Yesterday, I went into South Downs Garden Centre at Hassocks. Now, beyond a couple of cacti and some stunted chives, I don't do gardening.
But I wasn't there for the garden stuff.
Instead, I headed into the Heritage Centre (where I've previously eaten some tasty cake) and for the first time checked out their Mezzanine Gallery.
The current exhibition is Up the Downs, an exhibition that features images of the South Downs National Park, created by several different photographers.
I found out about this exhibition through instagram, as I follow one of the photographers whose work was included.
I went there with little information about the exhibition, and expecting a random selection of scenic, postcardy shots...boy was I surprised. (Not to mention delighted!)
There is so much variation in this exhibition, not only in terms of subject matter, but in terms of the processes used by each exhibitor to create the images.
Some of the processes seemed extremely experimental, such as Charli Scally's work (above), which is inspired by Folklore, and involves treating negatives in a way influenced by a folk story. For example, one of the shots came from a negative soaked in milk, inspired by a folk tale about being offered milk by the devil!

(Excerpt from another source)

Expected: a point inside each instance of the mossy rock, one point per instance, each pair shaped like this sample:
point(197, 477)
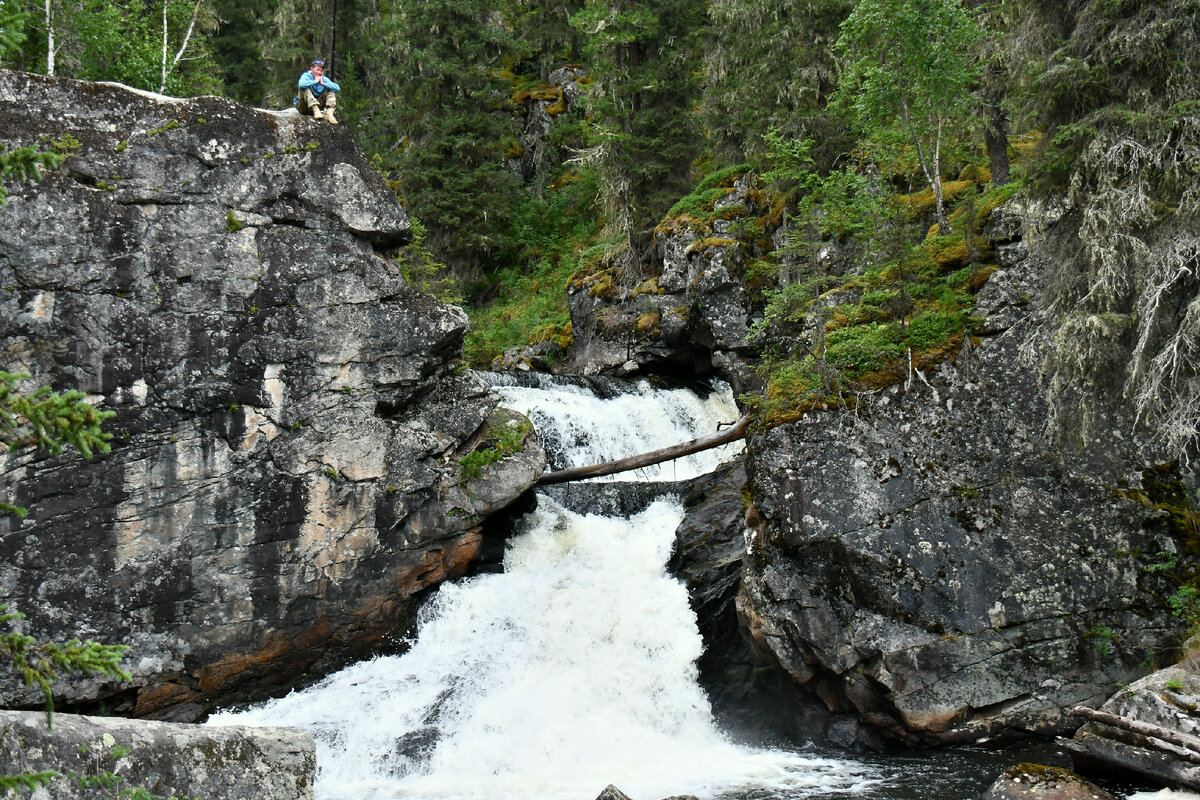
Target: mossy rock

Other exhibitors include Amy Dury's combination of photography and textiles (above), which had a really striking mixed-media result, Lee Copelston's abstract, digitally-manipulated double exposures, which were colourful and mysterious, pinhole camera photography by David Cundy, and John Williams' cyanotypes printed onto sateen. The latter had a real 3D effect to them, despite being a flat image.
It was Alex Bamford's work (above) that I really wanted to see, because his Sleepwalking series is both entertaining and intriguing. These moonlit photographs use a long exposure to depict a sleepwalker, which ends up in some pretty eerie results!

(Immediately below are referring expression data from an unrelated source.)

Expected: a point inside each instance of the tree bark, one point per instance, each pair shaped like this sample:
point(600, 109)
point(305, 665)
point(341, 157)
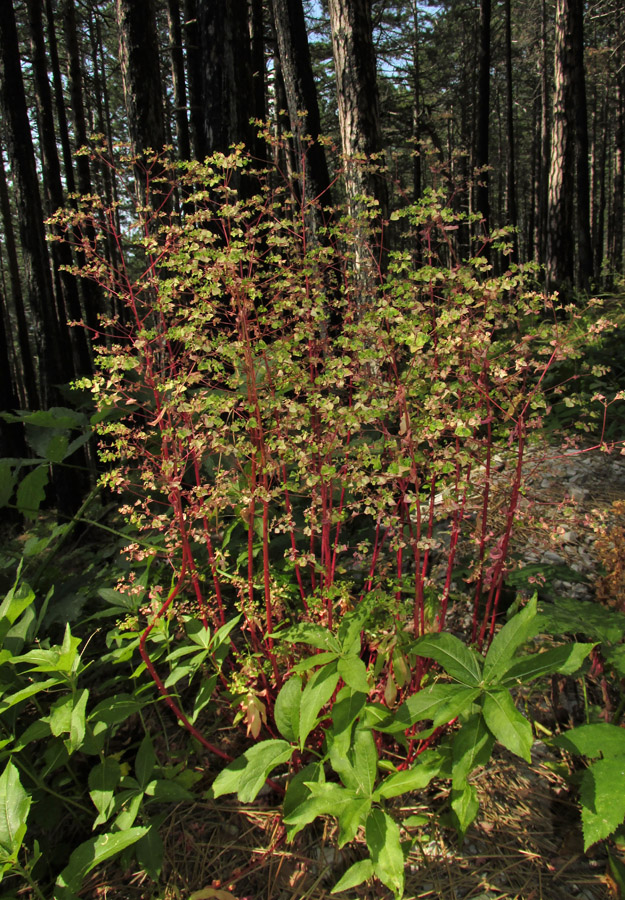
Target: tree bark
point(141, 76)
point(301, 95)
point(178, 79)
point(357, 95)
point(560, 236)
point(584, 271)
point(29, 208)
point(68, 301)
point(483, 113)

The exhibition also includes Ann Petrukevich's floral lumen photography, made by laying leaves on photographic paper and exposing it to the sun, Sam Lovett's monochrome photographs of abandoned places, and more.

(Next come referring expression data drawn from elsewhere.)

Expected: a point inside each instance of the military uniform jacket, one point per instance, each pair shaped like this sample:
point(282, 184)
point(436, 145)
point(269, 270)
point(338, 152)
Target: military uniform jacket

I really enjoyed looking around this exhibition, and felt inspired by the variation I saw!
The gallery is small, but it's light and airy, and though it's a new building, it has a real combination of traditional and modern, which makes it a great space for visual arts.
In future I'll keep an eye on what's happening here, as it's great to know there's such a nice little gallery tucked away there (and with good cake so close by!)
If you're local to Hassocks (or Brighton, which is only a 10 minute train ride away) I'd totally recommend heading to this exhibition whilst it's on. You have until 14th July, so get your skates on!